Note the --batch_size
parameter, which specifies the global batch size used in training.
The --synthetic_data
instructs the code to generate a synthetic ImageNet-like dataset, that can be used
to showcase the training procedure. However, it will not provide any meaningful results.
Remove the --synthetic_data
parameter a specify a --data_dir
path to an actual ImageNet directory
to properly train the model.
Note
On the STYX cluster, a pre-downloaded version of the ImageNet dataset can be found in
/home/DATA/PUBLIC_DATA/ImageNet
.
Caution
On STYX, don’t forget to add the following -x
flags to the tarantella
command
to correctly detect the GPUs (and redo the steps from
here if in a new terminal)
tarantella -x XLA_FLAGS="--xla_gpu_cuda_data_dir=${CONDA_ENV_PATH}/lib" ...
Implementation overview
We will now look closer into the implementation of the ResNet-50 training scheme.
The main training steps reside in the examples/image_classification/train_imagenet_main.py
file.
The most important step in enabling data parallelism with Tarantella is to wrap the Keras model into a Tarantella model that uses data parallelism for speeding up training.
This is summarized below for the ResNet50 model:
model = tf.keras.applications.resnet50.ResNet50(include_top=True, weights=None, classes=1000,
input_shape=(224, 224, 3), input_tensor=None,
pooling=None, classifier_activation='softmax')
model = tnt.Model(model,
parallel_strategy = tnt.ParallelStrategy.DATA)
Next, the training procedure can simply be written down as it would be for a standard, TensorFlow-only model. No further changes are required to train the model in a distributed manner.
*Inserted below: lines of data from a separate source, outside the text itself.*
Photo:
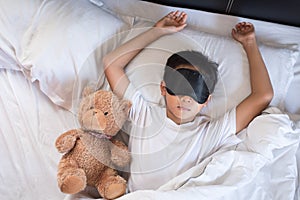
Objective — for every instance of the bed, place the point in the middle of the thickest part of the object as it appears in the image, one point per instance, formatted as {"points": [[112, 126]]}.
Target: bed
{"points": [[51, 49]]}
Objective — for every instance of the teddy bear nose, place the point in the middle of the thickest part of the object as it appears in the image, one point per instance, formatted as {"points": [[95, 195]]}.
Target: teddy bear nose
{"points": [[94, 120]]}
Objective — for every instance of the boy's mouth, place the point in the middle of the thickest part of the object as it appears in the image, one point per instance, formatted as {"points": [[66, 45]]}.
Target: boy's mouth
{"points": [[183, 108]]}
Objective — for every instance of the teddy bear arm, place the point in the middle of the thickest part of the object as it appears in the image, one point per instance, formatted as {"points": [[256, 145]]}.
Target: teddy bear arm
{"points": [[120, 155], [66, 141]]}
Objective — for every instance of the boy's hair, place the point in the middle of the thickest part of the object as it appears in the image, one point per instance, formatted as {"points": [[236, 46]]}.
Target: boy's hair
{"points": [[202, 64], [207, 68]]}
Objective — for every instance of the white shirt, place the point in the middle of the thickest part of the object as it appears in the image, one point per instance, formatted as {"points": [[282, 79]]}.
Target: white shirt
{"points": [[161, 149]]}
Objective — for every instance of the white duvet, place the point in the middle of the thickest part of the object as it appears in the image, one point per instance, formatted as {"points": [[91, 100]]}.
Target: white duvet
{"points": [[262, 167]]}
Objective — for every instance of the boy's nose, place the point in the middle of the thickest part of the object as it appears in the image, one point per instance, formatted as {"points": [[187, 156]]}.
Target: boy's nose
{"points": [[186, 99]]}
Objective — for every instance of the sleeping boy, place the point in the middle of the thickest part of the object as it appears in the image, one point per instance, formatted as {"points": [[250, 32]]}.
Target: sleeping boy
{"points": [[166, 141]]}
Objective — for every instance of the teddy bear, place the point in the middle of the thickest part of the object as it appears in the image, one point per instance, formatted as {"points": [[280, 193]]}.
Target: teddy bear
{"points": [[93, 156]]}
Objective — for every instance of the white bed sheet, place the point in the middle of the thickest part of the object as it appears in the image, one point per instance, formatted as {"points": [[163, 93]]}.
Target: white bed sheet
{"points": [[30, 122]]}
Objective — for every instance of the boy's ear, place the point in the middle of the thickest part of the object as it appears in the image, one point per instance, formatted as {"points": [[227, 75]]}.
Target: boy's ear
{"points": [[208, 99], [163, 88]]}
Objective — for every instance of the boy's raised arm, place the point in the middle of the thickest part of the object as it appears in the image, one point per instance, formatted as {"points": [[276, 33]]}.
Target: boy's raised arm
{"points": [[261, 88], [116, 61]]}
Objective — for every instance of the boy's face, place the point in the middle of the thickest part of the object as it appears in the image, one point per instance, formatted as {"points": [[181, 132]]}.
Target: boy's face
{"points": [[180, 109]]}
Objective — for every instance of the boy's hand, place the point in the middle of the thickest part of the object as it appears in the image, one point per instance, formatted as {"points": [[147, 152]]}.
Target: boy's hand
{"points": [[244, 33], [173, 22]]}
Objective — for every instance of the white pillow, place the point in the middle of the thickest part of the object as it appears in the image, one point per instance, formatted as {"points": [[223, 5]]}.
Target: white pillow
{"points": [[146, 70], [65, 44], [15, 18]]}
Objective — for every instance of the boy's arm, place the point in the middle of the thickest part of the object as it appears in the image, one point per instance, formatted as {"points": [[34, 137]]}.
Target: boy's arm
{"points": [[116, 61], [261, 88]]}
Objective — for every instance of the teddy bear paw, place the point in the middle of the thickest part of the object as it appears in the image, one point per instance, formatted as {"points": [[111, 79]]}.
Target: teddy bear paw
{"points": [[115, 190]]}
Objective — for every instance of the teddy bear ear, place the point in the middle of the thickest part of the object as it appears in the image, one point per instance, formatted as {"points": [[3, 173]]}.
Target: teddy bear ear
{"points": [[87, 91]]}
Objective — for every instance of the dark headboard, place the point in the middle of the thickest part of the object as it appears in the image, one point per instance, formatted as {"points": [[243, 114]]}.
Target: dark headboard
{"points": [[283, 12]]}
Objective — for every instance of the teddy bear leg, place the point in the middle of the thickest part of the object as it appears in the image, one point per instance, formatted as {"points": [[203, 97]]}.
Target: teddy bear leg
{"points": [[111, 185], [71, 179]]}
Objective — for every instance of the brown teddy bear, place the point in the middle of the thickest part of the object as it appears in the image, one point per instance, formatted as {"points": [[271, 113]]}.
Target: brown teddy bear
{"points": [[93, 156]]}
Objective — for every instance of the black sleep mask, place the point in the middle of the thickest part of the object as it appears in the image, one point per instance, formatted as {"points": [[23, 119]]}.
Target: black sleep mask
{"points": [[186, 82]]}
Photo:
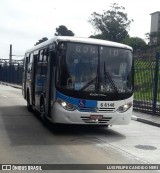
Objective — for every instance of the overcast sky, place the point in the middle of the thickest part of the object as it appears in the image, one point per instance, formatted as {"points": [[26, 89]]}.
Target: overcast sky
{"points": [[24, 22]]}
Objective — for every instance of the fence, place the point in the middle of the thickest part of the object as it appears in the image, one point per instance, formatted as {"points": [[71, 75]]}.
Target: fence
{"points": [[146, 81], [11, 72]]}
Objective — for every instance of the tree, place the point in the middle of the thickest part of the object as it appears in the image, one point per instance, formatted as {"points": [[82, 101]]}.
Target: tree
{"points": [[63, 31], [112, 24], [135, 42], [153, 38], [41, 40]]}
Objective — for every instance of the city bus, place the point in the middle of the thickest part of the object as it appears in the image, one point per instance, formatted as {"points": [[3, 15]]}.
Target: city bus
{"points": [[73, 80]]}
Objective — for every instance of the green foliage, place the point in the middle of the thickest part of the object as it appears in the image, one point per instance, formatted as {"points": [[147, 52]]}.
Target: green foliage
{"points": [[63, 31], [135, 42], [154, 38], [41, 40], [112, 24]]}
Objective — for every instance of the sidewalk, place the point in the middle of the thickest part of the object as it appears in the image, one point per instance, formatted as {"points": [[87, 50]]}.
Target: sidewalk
{"points": [[146, 118]]}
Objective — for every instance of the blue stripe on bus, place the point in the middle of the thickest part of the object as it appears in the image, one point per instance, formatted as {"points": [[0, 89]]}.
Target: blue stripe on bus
{"points": [[76, 102]]}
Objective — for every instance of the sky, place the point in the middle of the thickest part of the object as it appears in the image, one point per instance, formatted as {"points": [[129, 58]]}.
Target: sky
{"points": [[24, 22]]}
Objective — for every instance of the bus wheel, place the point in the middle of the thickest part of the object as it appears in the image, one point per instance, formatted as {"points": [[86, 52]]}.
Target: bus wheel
{"points": [[43, 114], [29, 106]]}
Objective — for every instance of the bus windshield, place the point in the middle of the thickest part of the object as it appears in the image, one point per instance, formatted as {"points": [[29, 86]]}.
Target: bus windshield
{"points": [[94, 68]]}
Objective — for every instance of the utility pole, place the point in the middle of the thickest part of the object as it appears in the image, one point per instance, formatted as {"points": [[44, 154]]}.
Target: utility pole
{"points": [[10, 53]]}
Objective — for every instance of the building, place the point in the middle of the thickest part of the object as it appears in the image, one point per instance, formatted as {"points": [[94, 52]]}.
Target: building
{"points": [[155, 28]]}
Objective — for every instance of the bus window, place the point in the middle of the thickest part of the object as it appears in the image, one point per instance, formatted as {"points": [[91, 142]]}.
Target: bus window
{"points": [[40, 56]]}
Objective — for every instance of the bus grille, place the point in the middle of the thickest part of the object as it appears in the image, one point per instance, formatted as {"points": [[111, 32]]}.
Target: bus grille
{"points": [[104, 120], [106, 110], [91, 109]]}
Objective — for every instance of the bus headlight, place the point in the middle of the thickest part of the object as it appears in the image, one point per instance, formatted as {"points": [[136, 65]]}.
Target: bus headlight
{"points": [[124, 108], [66, 105]]}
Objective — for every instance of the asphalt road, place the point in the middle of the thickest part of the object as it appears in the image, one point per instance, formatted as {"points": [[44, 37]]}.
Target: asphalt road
{"points": [[24, 140]]}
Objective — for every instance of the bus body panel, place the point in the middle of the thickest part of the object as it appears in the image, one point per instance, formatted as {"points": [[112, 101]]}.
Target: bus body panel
{"points": [[43, 86], [79, 116]]}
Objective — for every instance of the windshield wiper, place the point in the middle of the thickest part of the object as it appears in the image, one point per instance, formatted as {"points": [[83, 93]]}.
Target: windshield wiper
{"points": [[108, 76], [89, 83]]}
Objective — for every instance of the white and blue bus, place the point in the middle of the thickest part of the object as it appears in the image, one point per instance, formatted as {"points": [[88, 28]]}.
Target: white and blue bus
{"points": [[80, 81]]}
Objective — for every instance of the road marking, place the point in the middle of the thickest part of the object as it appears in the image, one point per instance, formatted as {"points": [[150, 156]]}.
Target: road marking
{"points": [[4, 96]]}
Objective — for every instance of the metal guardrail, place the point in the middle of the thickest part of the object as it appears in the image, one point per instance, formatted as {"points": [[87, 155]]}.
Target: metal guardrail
{"points": [[147, 82], [11, 72]]}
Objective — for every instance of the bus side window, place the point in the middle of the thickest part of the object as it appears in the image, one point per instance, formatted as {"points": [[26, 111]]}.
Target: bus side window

In particular, the ImageNet dataset is loaded and preprocessed as follows:
train_input_dataset = load_dataset(dataset_type='train',
data_dir=args.data_dir, num_samples = args.train_num_samples,
batch_size=args.batch_size, dtype=tf.float32,
drop_remainder=args.drop_remainder,
shuffle_seed=args.shuffle_seed)
The
load_dataset
function reads the input files in data_dir
, loads the training samples, and processes
them into TensorFlow datasets.
The user only needs to pass the global batch_size
value, and the Tarantella
framework will ensure that the dataset is properly distributed among devices,
such that:
each device will process an independent set of samples
each device will group the samples into micro batches, where the micro-batch size will be roughly equal to
batch_size / num_devices
. If the batch size is not a multiple of the number of ranks, the remainder samples will be equally distributed among the participating ranks, such that some ranks will use a micro-batch of(batch_size / num_devices) + 1
.each device will apply the same set of transformations to its input samples as specified in the
load_dataset
function.
The advantage of using the automatic dataset distribution mechanism of Tarantella is that users can reason about their I/O pipeline without taking care of the details about how to distribute it.
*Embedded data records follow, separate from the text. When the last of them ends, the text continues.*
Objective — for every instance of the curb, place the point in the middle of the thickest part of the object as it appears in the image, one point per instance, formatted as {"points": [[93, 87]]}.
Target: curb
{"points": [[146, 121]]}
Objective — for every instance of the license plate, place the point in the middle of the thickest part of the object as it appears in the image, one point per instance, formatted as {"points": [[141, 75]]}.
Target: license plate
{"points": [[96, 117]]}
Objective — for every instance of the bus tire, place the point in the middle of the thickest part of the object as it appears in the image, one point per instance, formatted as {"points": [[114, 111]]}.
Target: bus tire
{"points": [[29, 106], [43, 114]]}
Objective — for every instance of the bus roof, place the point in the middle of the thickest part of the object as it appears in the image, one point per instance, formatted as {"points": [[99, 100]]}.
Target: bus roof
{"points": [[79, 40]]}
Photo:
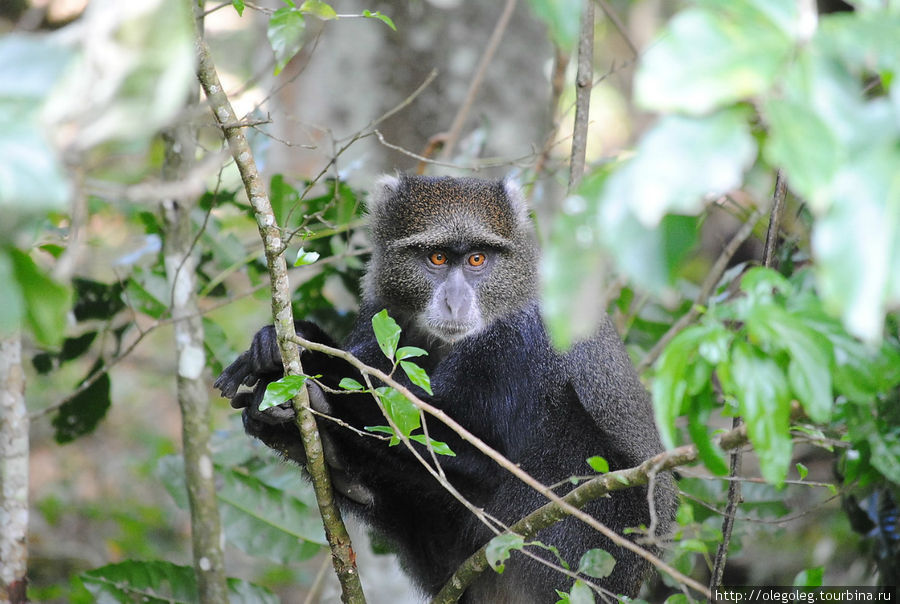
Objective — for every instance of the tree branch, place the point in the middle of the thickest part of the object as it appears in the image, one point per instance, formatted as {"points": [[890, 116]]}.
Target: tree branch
{"points": [[735, 497], [706, 289], [502, 461], [583, 86], [459, 121], [13, 472], [343, 556]]}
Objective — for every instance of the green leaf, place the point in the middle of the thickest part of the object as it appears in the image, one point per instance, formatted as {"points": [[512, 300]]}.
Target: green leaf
{"points": [[156, 582], [712, 56], [597, 563], [46, 302], [581, 593], [304, 258], [282, 390], [387, 332], [761, 389], [811, 577], [350, 384], [698, 417], [680, 162], [674, 381], [801, 143], [562, 17], [407, 352], [319, 9], [401, 411], [266, 521], [383, 18], [82, 413], [285, 33], [809, 368], [598, 464], [498, 549], [417, 376], [441, 448]]}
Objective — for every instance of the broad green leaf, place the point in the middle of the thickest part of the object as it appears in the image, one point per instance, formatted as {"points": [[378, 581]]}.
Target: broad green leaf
{"points": [[562, 17], [597, 563], [581, 593], [12, 307], [811, 577], [680, 162], [285, 33], [282, 390], [407, 352], [417, 376], [674, 382], [498, 549], [46, 302], [387, 332], [284, 199], [713, 56], [156, 582], [319, 9], [761, 389], [403, 413], [383, 18], [82, 413], [350, 384], [598, 464], [809, 368], [265, 521], [710, 453], [441, 448], [304, 257], [801, 143]]}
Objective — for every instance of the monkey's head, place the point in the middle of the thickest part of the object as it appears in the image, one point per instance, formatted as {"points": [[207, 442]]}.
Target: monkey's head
{"points": [[451, 255]]}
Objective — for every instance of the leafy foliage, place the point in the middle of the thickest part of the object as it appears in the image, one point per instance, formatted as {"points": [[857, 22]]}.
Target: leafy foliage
{"points": [[160, 582]]}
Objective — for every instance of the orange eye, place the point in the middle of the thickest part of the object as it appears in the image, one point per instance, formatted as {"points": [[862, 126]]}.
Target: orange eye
{"points": [[477, 259]]}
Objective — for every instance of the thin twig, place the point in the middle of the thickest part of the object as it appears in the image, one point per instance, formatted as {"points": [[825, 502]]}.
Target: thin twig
{"points": [[459, 121], [620, 27], [564, 506], [583, 86], [706, 290], [343, 556], [735, 497]]}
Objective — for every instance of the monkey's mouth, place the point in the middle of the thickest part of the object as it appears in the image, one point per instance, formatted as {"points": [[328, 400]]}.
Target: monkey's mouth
{"points": [[451, 331]]}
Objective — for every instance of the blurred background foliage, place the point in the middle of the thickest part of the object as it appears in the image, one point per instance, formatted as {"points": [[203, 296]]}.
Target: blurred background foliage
{"points": [[695, 107]]}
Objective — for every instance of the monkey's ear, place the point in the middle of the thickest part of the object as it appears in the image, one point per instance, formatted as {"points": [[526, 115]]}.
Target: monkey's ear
{"points": [[386, 186], [517, 202]]}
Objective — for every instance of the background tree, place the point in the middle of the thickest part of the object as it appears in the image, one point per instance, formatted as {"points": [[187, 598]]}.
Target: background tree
{"points": [[691, 118]]}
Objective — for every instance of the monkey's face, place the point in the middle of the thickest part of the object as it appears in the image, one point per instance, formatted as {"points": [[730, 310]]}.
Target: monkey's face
{"points": [[450, 255]]}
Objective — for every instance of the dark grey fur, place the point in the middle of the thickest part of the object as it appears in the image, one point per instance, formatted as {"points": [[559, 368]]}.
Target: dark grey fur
{"points": [[492, 369]]}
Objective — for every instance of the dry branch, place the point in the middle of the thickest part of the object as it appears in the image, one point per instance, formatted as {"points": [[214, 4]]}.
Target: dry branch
{"points": [[343, 556]]}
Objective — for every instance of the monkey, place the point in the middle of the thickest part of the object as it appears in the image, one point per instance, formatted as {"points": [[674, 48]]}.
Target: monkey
{"points": [[455, 262]]}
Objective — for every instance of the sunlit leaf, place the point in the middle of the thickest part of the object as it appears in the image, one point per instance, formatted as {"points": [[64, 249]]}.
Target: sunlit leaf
{"points": [[378, 15], [499, 548], [417, 375], [711, 56], [285, 33], [282, 390], [319, 9], [387, 332]]}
Before starting the training, the model is compiled using a standard Keras optimizer and loss.
model.compile('optimizer' : tf.keras.optimizers.SGD(learning_rate=lr_schedule, momentum=0.9),
'loss' : tf.keras.losses.SparseCategoricalCrossentropy(),
'metrics' : [tf.keras.metrics.SparseCategoricalAccuracy()])
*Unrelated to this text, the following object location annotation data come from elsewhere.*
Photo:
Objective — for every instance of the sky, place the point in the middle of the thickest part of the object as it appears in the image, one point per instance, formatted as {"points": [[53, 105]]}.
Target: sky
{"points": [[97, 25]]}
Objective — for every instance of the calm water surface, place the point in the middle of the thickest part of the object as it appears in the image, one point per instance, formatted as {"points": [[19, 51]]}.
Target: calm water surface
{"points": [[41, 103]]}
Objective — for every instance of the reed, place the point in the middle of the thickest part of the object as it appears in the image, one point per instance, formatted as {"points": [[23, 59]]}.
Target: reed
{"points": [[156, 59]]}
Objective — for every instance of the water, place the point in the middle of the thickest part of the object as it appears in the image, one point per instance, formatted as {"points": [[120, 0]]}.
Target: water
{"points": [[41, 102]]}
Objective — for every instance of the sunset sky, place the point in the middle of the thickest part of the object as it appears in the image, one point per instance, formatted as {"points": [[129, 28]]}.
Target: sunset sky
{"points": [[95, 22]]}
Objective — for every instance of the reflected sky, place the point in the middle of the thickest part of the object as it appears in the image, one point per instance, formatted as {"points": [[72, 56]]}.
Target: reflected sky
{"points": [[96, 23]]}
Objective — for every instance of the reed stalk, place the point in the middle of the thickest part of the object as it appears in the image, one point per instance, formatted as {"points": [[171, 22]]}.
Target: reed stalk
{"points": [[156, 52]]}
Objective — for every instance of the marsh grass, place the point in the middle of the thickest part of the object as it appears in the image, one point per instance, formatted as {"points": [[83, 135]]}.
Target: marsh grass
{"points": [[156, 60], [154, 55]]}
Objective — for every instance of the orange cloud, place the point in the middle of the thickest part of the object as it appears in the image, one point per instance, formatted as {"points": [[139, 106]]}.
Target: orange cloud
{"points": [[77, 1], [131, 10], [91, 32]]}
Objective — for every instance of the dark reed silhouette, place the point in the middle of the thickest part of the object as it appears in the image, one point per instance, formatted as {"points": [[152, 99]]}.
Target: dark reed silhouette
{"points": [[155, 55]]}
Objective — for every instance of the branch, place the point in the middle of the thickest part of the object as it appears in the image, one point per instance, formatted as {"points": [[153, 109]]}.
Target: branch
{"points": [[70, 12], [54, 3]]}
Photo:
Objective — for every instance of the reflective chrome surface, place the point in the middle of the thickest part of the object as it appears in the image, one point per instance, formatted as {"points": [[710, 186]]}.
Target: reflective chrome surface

We provide flags to enable the most commonly used Keras callbacks
, such as
the TensorBoard
profiler, which can simply be passed to the fit
function
of the Tarantella model.
callbacks.append(tf.keras.callbacks.TensorBoard(log_dir = flags_obj.model_dir,
profile_batch = 2))
There is no need for any further changes to proceed with distributed training:
history = model.fit(train_dataset,
validation_data = val_dataset,
validation_freq=args.val_freq,
epochs=args.train_epochs,
callbacks=callbacks,
verbose=args.verbose)
References
- Goyal
Goyal, Priya, et al. “Accurate, Large Minibatch SGD: Training ImageNet in 1 Hour.” arXiv preprint arXiv:1706.02677 (2017).
- He
He, Kaiming, et al. “Deep residual learning for image recognition.” Proceedings of the IEEE conference on computer vision and pattern recognition. arXiv preprint arXiv:1512.03385 (2016).